LE BREXIT : la démocratie, l'europe & le droit des travailleurs...

Les peuples du Royaume-Uni se sont donc prononcés par voie de référendum à l’initiative de leur Premier ministre David Cameron pour le Brexit à 51,9% contre 48,1% pour le maintien dans l’Union Européenne.
 
Laquelle UE est dans une situation inédite puisque l’article 50 (qui permet à un Etat de sortir de l’Union Européenne) n’est pas suivi de dispositions concrètes pour organiser la séparation.
 
Au plan syndical, la Confédération Européenne des Syndicats -CES- « s’allie au TUC pour dire que les travailleurs britanniques ne doivent pas payer les conséquences du Brexit ».
 
A l’occasion du Conseil européen des mardi 28 et mercredi 29 juin, la CES s’est donc adressée aux Chefs d’Etats ou de Gouvernements pour que des actions décisives soient prises et notamment :
  • Pour s’assurer que le résultat du référendum ne marque pas le début de l’éclatement de l’UE et ne porte atteinte aux emplois et aux droits des travailleurs,
  • Pour s’attaquer au profond mécontentement des travailleurs en créant une société plus juste et plus égalitaire, investir dans des emplois de qualité, des services publics performants et de véritables opportunités pour les jeunes,
  • Et en matière de population réfugiée, la suspension de l’accord UE-Turquie, la relocalisation effective de 60.000 réfugiés comme décidée il y a un an…
 
La CGT ne peut que se réjouir de cette prise de position de la CES. Cependant, on ne peut occulter les conditions délétères dans lesquelles ce référendum s’est déroulé, coûtant la vie à une parlementaire travailliste. Quarante ans de libéralisme économique, impulsé par les gouvernements successifs du Royaume Uni, et amplifié par tous les gouvernements européens ont alimenté ce rejet massif, expression de la souffrance des masses laborieuses.

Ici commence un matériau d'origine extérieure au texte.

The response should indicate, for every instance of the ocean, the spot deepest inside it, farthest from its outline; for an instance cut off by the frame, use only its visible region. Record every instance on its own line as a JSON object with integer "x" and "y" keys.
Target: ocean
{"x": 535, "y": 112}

Et les tractations qui vont suivre ne donneront pas de réponses alternatives aux questions légitimes des peuples européens quant au but, à la nature et au fonctionnement de l’Union Européenne.
 
En écho à cet événement sans précédent, le combat que mènent, en France, les syndicats opposés à la loi dite « travail » dans lequel la CGT est en première ligne, apparaît légitimé par la CES pour laquelle « les emplois de qualité » ne sauraient correspondre au bricolage de l’inversion de la hiérarchie des normes concocté par le gouvernement français, dans le seul but d’organiser le dumping social au sein d’une branche et à l’échelle du pays avec pour corollaire, bas salaires, conditions de travail déplorables, droits sociaux et retraites amputés, chômage de masse plus ou moins déguisé.
 
Ce combat-là n’est pas seulement juste et nécessaire, il est moralement fondé parce qu’il est dignement humain en s’opposant à l’inhumanité d’un système. Ce combat-là vaut bien un référendum ...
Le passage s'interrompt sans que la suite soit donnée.